1. [Whether] the lower court erred in granting partial summary judgment where the evidence introduced showed there was a genuine issue of material fact as the medical evidence uniformly stated the accident exacerbated [Ronald Benton’s] pre-existing condition, there was a marked increase in pain as a result of the accident . . . and there was medical evidence that opined that [Ronald’s] current condition was caused by the motor vehicle accident?

2. [Whether] the lower court err[ed] in granting summary judgment and dismissing the complaint with prejudice when the court incorrectly held the preclusion of the claim for non-economic

-4- J-A16006-20

damages did not preclude plaintiff from asserting a claim for economic damages as pursuant to 75 Pa.C.S.A § 1705 (d), a person who elects the limited tort alternative remains eligible to seek compensation for economic loss?

Appellant’s Brief, at 5.

In their first issue, the Bentons argue the trial court erred in granting

partial summary judgment on their claim for non-economic damages. We

disagree.

We review a challenge to the entry of summary judgment as follows:

[We] may disturb the order of the trial court only where it is established that the court committed an error of law or abused its discretion. As with all questions of law, our review is plenary.

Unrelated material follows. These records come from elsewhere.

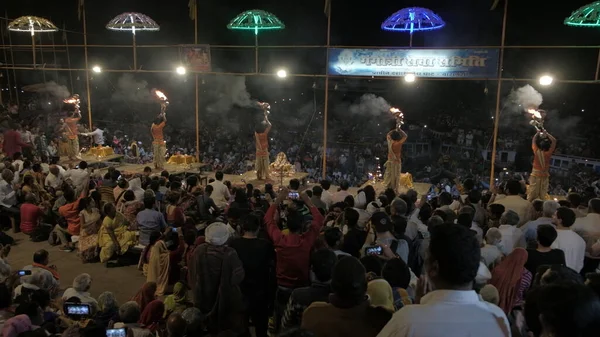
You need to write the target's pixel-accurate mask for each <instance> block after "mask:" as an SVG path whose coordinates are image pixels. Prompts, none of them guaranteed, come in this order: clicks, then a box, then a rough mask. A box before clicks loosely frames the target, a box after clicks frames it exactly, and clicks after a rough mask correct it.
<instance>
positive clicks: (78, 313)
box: [64, 303, 91, 318]
mask: <svg viewBox="0 0 600 337" xmlns="http://www.w3.org/2000/svg"><path fill="white" fill-rule="evenodd" d="M64 311H65V313H66V314H67V316H71V317H75V318H78V317H83V316H89V315H90V312H91V309H90V305H89V304H86V303H65V305H64Z"/></svg>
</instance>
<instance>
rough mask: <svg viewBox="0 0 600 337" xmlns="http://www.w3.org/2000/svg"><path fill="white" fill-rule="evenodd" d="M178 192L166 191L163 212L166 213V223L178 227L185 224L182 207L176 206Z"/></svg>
mask: <svg viewBox="0 0 600 337" xmlns="http://www.w3.org/2000/svg"><path fill="white" fill-rule="evenodd" d="M178 201H179V194H177V193H167V207H166V210H165V213H166V215H167V224H168V225H169V226H172V227H175V228H179V227H183V225H184V224H185V214H184V213H183V208H181V207H180V206H177V202H178Z"/></svg>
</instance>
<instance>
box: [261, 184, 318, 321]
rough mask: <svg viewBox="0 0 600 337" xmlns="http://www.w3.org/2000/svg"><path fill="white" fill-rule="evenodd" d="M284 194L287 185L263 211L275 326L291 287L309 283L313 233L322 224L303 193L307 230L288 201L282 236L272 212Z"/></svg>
mask: <svg viewBox="0 0 600 337" xmlns="http://www.w3.org/2000/svg"><path fill="white" fill-rule="evenodd" d="M287 197H288V190H287V188H283V189H282V190H281V191H280V192H279V195H278V196H277V199H276V200H275V202H274V203H273V204H272V205H271V207H269V210H268V211H267V213H266V214H265V222H266V224H267V233H268V234H269V237H270V238H271V240H272V241H273V245H274V246H275V250H276V251H277V295H276V299H275V326H276V327H279V323H280V319H281V315H282V314H283V311H284V310H285V307H286V305H287V302H288V300H289V297H290V295H291V294H292V292H293V291H294V289H295V288H299V287H304V286H307V285H308V284H309V279H310V278H309V272H310V258H309V257H310V251H311V249H312V246H313V244H314V243H315V241H316V240H317V236H318V235H319V232H320V231H321V227H322V226H323V216H322V215H321V213H320V212H319V210H318V209H317V208H316V207H315V206H314V205H313V204H312V203H311V202H310V199H309V198H308V195H307V194H306V193H301V194H300V197H301V199H302V201H303V202H304V204H305V205H306V206H308V208H309V209H310V214H311V215H312V221H311V225H310V228H309V229H308V231H307V232H305V233H303V228H304V224H305V217H304V215H303V214H302V213H300V211H299V210H297V209H295V208H294V207H292V205H294V206H295V205H296V204H290V205H288V207H287V211H286V212H287V214H286V220H287V222H286V224H287V227H288V229H289V231H290V233H289V234H287V235H283V234H282V233H281V230H280V229H279V227H278V224H277V220H276V218H275V213H276V212H277V211H278V207H279V205H280V204H281V203H283V201H284V200H286V199H287Z"/></svg>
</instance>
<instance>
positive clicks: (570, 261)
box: [551, 228, 585, 273]
mask: <svg viewBox="0 0 600 337" xmlns="http://www.w3.org/2000/svg"><path fill="white" fill-rule="evenodd" d="M556 232H557V233H558V237H557V238H556V240H554V242H553V243H552V246H551V248H555V249H560V250H562V251H563V252H565V261H566V263H567V267H569V268H571V269H573V270H574V271H576V272H578V273H579V272H580V271H581V269H582V268H583V259H584V258H585V241H584V240H583V239H582V238H581V236H579V234H577V233H575V232H574V231H572V230H571V229H569V228H565V229H561V228H557V229H556Z"/></svg>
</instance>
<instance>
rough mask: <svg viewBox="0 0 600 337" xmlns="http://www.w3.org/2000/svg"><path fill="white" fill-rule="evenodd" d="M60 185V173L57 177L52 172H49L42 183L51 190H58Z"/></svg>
mask: <svg viewBox="0 0 600 337" xmlns="http://www.w3.org/2000/svg"><path fill="white" fill-rule="evenodd" d="M62 183H63V177H62V175H61V174H60V171H59V173H58V175H57V176H56V175H54V174H53V173H52V172H50V173H48V175H47V176H46V180H45V181H44V186H46V187H52V188H53V189H59V188H60V186H61V185H62Z"/></svg>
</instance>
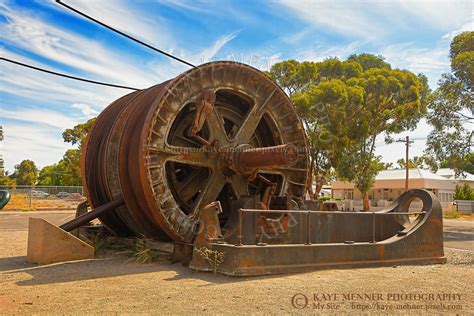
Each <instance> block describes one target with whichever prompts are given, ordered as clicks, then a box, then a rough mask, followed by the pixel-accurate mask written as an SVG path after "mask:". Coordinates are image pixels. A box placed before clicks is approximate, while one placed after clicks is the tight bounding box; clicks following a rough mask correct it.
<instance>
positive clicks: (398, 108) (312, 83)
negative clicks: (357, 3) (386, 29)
mask: <svg viewBox="0 0 474 316" xmlns="http://www.w3.org/2000/svg"><path fill="white" fill-rule="evenodd" d="M308 69H311V71H308ZM300 71H301V72H304V75H303V74H300V73H299V72H300ZM290 74H291V76H292V78H293V80H290V79H288V78H287V76H290ZM308 74H311V75H308ZM269 75H270V77H271V78H273V79H274V80H275V81H276V82H277V83H278V84H279V85H280V86H282V88H283V89H284V90H285V91H287V92H288V94H289V95H290V98H291V99H292V101H293V102H294V104H295V106H296V108H297V110H298V112H299V113H300V115H301V117H302V120H303V122H304V125H305V128H306V131H307V135H308V140H309V145H310V157H311V167H310V168H311V170H310V171H311V172H310V174H311V177H310V181H312V179H313V177H314V180H315V181H316V183H318V184H320V185H317V190H318V188H320V187H321V186H322V184H323V183H325V182H326V181H327V180H328V176H329V175H330V170H331V169H334V170H335V172H336V174H337V175H338V177H339V178H342V179H346V180H349V181H354V182H355V184H356V186H357V188H358V189H359V190H360V191H361V192H362V193H364V194H365V193H367V191H368V190H369V189H370V187H371V186H372V183H373V181H374V178H375V175H376V174H377V172H378V171H380V170H382V169H384V168H385V167H386V166H385V165H384V164H382V163H381V161H380V157H376V156H375V154H374V150H375V139H376V137H377V136H378V135H380V134H385V135H387V136H389V135H390V134H393V133H400V132H402V131H406V130H412V129H414V128H415V127H416V124H417V122H418V121H419V119H420V118H421V117H422V116H423V115H424V114H425V113H426V103H425V102H424V100H425V97H426V96H427V94H428V91H429V90H428V86H427V82H426V77H423V76H416V75H415V74H413V73H412V72H410V71H407V70H400V69H392V68H391V66H390V64H388V63H387V62H385V61H384V59H383V57H381V56H374V55H370V54H361V55H352V56H350V57H349V58H348V59H347V60H345V61H341V60H339V59H337V58H330V59H327V60H325V61H322V62H317V63H309V62H304V63H298V62H297V61H294V60H292V61H286V62H281V63H278V64H275V65H274V66H273V67H272V68H271V69H270V72H269ZM296 78H298V79H297V80H296ZM310 193H312V192H310ZM365 195H366V194H365ZM367 204H368V203H367ZM366 206H367V207H368V205H366ZM367 207H366V208H367Z"/></svg>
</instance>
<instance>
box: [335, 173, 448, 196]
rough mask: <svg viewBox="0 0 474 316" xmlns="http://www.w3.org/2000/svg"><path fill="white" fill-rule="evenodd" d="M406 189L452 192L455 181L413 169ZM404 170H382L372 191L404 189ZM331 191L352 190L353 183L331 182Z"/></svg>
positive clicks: (376, 180)
mask: <svg viewBox="0 0 474 316" xmlns="http://www.w3.org/2000/svg"><path fill="white" fill-rule="evenodd" d="M408 176H409V183H408V187H409V188H413V189H437V190H448V191H451V190H454V187H455V185H456V181H455V180H453V179H448V178H446V177H443V176H440V175H438V174H435V173H433V172H431V171H429V170H425V169H420V168H413V169H410V170H409V175H408ZM405 177H406V174H405V169H391V170H382V171H380V172H379V173H378V174H377V176H376V177H375V182H374V185H373V187H372V189H382V188H384V189H387V188H388V189H397V188H398V189H402V188H404V187H405ZM331 184H332V189H335V190H341V189H353V188H354V187H355V185H354V183H351V182H347V181H333V182H332V183H331Z"/></svg>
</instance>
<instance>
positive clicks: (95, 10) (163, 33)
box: [52, 0, 176, 50]
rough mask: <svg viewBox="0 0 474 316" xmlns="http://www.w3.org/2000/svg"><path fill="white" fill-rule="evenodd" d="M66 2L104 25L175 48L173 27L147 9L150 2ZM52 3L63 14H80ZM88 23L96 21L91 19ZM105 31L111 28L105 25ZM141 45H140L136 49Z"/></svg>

In evaluating the trial court’s decision to enter summary judgment, we focus on the legal standard articulated in the summary judgment rule. See Pa.R.C.P. Rule 1035.2. The rule states that where there is no genuine issue of material fact and the moving party is entitled to relief as a matter of law, summary judgment may be entered. Where the nonmoving party bears the burden of proof on an issue, he may not merely rely on his pleadings or answers in order to survive summary judgment.